At a certain point, I glance over at Mr. Medical Equipment's magazine and my gaze is caught - held captive in fact - by a stunning piece of editorial illustration. God knows what the article is about, but the initial spread is covered with these elaborate, swirling shapes that communicate what appear to be marbles, the manhattan skyline, a charging bull, the protective hunch of a moody looking eagle and the tightening squares of a thin green web that pulls it all towards that first line of text. The focus of each section is balanced just right, such that the text completes the image without overwhelming it, and the whole thing must have involved an absolutely heroic amount of effort. It's beautiful work, and knowing the little bit I do about the production process of a publication the size of Money I'd bet it took a good month to get right. And this fact (well, presumption) strikes me as sad all of a sudden. Perfection, only to buttress an article in Money and be tossed in a million recycling bins by morning. The change in pressure - or the rise in oxygen- tends to foster strange sensitivities.
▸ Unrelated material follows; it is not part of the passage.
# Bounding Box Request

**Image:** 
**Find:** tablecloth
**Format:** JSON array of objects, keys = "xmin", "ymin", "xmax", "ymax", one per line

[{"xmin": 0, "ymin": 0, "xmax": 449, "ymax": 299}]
Around us, the evening is clear below a waning moon and what I imagine must be Iowa splits along seams of yellow that twinkle up through the distance. It's temping to subtract the horizon from views like this; to try and forget the difference between stars and farms and focus instead on the common, calming effect that shards of light at night can have on a mind, no matter how abstract their source. Of the many ways in which flying can insulate you from reality/time/place/etc, I think this is my favorite: the vague sense that you are seeing the world in a way that it was not meant to be seen; that you have a brief sliver of access to that godlike perspective which can disconnect you, somehow, from the frozen slog of a flightless life.